Multi-dimensional MPI communications, where MPI communications have to be performed in each dimension of a Cartesian communicator, have been frequently used in many of today's high performance computing applications. While single-dimensional MPI communications have been extensively studied and optimized, little optimization has been performed for multi-dimensional MPI communications.

In this research, we consider all communications in all dimensions together and optimize the total communication time in all dimensions. We demonstrate that the default process-to-core mappings in today's state-of-the-art MPI implementations provided by MPI_Init() and MPI_Cart_create() are often sub-optimal for multi-dimensional communications. We propose an application-level tile-based multicore-aware process-to-core re-mapping scheme that is capable of achieving optimal performance for multi-dimensional communications.
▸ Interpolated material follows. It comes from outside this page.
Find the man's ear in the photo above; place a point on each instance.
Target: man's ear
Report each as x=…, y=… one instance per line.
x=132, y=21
By re-mapping computational processes to hardware cores using a tiling technique, the communications are re-distributed to minimize the inter-node communications. The proposed technique improves the performance by up to 80% over the default Cartesian topology built by Cray's MPI implementation MPT 3.1.02 on the world's current fastest supercomputer, Jaguar, at Oak Ridge National Laboratory.

Fault Tolerant Extreme Scale Computing: An Algorithmic Approach

In today's high performance computing practice, fail-stop failures, where where a failed process stops working, are often tolerated by checkpointing/restart. While checkpointing/restart is usually very general and can often be used in many types of systems and to a wide range of applications, it often introduces a considerable overhead especially when computations reach petascale and beyond or applications modify a large mount of memory between two consecutive checkpoints.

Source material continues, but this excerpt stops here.